FRED Film Radio - English Channel
FRED Film Radio - English Channel
Episode • Sep 6, 2024 • 11m

At the 81th Venice Film Festival, Fred Film Radio interviewed the director and producer Simon Brook to talk about the restoration in 8K of Peter Brook‘s epic film adaptation of “The Mahabharata” 35 years after its original debut at the Festival.

A very complex and expensive process

How complex was it for Simon Brook to get “The Mahabharata” restored? What did him have to fight against? “It had not been shown in movie theaters for really many years and I couldn’t figure out why. My father would say to me: ‘Could you ask the producer why the film isn’t being shown?’. But we never really got a satisfactory answer.
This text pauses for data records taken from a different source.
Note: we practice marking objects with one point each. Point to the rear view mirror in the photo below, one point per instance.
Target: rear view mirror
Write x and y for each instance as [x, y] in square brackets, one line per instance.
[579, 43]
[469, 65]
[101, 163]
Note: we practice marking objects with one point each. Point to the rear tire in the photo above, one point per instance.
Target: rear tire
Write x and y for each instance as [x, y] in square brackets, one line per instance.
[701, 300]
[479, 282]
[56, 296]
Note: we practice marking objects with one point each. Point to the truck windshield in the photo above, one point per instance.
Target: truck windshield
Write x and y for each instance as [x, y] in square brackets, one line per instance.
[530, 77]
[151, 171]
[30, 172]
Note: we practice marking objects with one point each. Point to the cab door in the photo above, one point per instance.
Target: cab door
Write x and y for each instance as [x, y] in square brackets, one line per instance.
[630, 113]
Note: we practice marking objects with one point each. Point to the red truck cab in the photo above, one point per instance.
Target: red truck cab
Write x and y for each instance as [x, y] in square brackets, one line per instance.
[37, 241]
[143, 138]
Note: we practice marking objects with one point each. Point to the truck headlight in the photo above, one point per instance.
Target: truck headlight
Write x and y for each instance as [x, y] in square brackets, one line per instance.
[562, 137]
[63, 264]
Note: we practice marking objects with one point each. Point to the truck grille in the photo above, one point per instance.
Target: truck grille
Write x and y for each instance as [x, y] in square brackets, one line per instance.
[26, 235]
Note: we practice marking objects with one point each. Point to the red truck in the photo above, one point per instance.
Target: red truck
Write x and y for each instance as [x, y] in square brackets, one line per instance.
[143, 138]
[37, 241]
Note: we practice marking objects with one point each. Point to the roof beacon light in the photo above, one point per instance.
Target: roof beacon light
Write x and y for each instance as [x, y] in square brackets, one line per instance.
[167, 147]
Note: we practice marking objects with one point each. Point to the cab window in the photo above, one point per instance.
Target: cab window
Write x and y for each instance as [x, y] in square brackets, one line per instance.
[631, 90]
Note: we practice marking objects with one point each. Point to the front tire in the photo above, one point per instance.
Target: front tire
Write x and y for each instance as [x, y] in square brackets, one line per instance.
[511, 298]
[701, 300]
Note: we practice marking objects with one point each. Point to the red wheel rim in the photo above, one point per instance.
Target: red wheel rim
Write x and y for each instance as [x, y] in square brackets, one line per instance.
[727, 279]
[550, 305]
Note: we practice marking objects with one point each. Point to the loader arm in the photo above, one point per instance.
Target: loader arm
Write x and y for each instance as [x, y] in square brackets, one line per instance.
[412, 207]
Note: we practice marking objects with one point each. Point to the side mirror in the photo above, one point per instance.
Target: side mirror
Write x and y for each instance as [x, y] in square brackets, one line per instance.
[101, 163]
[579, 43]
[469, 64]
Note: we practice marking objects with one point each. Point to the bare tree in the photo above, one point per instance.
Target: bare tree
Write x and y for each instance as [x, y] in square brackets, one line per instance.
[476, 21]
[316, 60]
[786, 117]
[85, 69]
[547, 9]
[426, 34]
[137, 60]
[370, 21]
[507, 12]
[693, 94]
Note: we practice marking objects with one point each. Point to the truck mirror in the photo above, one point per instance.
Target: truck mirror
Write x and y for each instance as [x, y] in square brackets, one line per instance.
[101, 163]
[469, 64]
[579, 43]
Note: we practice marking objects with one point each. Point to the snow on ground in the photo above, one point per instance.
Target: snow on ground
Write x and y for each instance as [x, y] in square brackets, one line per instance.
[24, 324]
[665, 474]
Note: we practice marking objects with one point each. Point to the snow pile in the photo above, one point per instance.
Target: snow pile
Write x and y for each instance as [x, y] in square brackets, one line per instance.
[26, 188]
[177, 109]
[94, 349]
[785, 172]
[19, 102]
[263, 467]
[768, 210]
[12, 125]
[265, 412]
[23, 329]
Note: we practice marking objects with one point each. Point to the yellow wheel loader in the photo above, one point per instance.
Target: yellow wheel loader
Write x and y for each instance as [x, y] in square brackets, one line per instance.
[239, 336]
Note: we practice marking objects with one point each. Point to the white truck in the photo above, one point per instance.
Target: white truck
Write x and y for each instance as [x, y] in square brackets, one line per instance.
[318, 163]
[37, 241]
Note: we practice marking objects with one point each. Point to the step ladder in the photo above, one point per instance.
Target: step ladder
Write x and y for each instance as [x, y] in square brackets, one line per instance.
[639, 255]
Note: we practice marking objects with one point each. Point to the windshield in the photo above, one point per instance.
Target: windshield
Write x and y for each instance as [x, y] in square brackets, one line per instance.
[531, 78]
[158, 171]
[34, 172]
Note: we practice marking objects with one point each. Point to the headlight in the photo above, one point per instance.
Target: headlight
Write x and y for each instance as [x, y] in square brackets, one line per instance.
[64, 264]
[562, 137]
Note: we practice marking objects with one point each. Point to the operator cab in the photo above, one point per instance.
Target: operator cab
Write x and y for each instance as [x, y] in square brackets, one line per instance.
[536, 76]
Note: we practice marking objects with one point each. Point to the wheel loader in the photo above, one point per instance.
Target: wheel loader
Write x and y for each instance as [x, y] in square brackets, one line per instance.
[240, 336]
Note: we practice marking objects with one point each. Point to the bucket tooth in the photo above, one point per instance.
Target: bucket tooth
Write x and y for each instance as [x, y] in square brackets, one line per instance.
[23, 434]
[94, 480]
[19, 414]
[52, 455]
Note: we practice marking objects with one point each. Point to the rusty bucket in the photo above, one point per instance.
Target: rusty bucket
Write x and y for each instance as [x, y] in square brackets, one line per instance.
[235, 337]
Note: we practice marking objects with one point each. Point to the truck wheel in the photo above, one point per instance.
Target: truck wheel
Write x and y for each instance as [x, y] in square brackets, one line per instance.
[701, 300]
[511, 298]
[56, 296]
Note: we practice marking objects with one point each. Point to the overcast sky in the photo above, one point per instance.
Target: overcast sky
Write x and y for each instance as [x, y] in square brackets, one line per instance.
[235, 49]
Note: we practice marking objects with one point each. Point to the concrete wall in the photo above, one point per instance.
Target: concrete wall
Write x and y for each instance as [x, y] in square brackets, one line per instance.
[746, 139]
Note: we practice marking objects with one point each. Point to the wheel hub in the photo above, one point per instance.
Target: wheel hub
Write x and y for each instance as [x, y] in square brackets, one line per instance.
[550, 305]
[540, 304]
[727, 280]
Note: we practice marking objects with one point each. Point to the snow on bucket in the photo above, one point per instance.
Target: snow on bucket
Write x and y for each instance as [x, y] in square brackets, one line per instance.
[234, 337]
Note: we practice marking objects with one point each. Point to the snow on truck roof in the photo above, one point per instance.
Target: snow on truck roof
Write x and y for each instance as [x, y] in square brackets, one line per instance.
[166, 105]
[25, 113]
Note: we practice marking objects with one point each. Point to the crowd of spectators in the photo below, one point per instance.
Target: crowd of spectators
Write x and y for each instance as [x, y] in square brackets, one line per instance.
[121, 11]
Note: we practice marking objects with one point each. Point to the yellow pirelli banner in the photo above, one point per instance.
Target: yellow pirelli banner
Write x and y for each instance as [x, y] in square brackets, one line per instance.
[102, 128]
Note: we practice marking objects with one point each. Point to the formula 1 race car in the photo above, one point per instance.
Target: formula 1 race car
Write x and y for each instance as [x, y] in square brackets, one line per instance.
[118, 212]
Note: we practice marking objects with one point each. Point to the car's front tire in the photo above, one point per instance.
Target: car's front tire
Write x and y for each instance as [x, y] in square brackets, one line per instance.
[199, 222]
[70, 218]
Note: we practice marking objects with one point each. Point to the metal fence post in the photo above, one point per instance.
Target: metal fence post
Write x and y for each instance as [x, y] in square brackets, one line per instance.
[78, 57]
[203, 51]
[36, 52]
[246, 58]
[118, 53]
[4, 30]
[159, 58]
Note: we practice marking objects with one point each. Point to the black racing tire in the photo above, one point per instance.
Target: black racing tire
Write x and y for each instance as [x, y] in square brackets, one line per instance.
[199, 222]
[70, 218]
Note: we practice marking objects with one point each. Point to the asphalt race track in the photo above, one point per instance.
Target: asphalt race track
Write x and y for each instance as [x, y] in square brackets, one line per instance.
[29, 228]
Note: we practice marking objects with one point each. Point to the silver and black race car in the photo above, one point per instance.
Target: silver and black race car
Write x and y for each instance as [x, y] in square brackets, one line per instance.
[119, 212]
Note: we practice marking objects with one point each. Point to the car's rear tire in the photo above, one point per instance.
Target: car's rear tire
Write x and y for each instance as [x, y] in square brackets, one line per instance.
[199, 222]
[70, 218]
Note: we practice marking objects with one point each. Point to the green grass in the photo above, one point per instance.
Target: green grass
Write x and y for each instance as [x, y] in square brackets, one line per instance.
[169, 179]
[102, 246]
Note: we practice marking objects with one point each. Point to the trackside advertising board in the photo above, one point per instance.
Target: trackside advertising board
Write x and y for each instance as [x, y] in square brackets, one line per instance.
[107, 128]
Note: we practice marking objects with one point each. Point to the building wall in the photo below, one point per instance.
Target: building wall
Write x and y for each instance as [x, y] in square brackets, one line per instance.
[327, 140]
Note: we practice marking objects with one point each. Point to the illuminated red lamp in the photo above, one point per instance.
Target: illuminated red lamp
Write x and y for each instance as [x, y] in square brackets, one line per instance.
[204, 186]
And then a few years ago the producer died and I thought: ‘Wwell, let me see if I can’t buy the film back from his estate’.And that was the beginning of an epic journey that was like the Odyssey or something, where I had to firstly sort out all of the legal situation on the rights and the copyright holders and things like that. And then there was a second one, which is actually the film had been put up as collateral by the producer, along with 12 of his other films and two that he was in development, against a bank loan that he’d never repaid. And so the bank had actually resold that debt to another bank, had resold it to another bank. And you know, I’m a filmmaker, I’m not a bank finance lawyer or whatever. So it was a very complex and expensive process that involved really lawsuits and threats. And many times I thought this isn’t going to happen. There’s also 2025 is the 100th anniversary of my father’s birth. And one of the things I wanted to do is to be able to present the film around the world as part of that commemoration and celebration”.

A story tragically relevant today

35 years have passed since the release of “The Mahabharata” which is now restored in 8k version. But what is Simon Brook expecting for the future of the film? “I think it’s an extraordinary story that is particularly relevant to teenagers. Because it ask the questions that any teenager has asked themselves. How do you live your life, your relationships, friendship, enemy, love, how do you do this? And all of the torments of the teenage years are very much things that actually are going on between the adults in Mahabharata. I think it’s tragically relevant today, more relevant maybe than ever in its thousands of years of existence. But it’s speaking about the problems the world is facing right now, which are cousins killing cousins, brothers killing brothers, the destruction of the earth, the earth rebelling, the overpopulation of the planet, catastrophic climate change, these are all things that trigger Mahabharata, but it’s not a depressing movie.

It’s showing that actually these are very complex issues that have to be approached in a non-binary, black and white way. But you can’t say someone is just good or bad, or this is evil, it’s all very, very complex. And I think the world that we’ve been living in has been leading us more and more into a simplification of thought, simplification of concepts, simplification of communication, X being a prime example of it. The soundbite world has replaced the thinking about the complexity of the issues. And the Mahabharata brings us back to that fundamental truth which is that you can’t divide everything into left and right, black and white, good and bad. It is a very complex world we live in and we have to accept that. And it’s what makes it so fascinating and interesting and great to be alive. We shouldn’t be afraid of this”.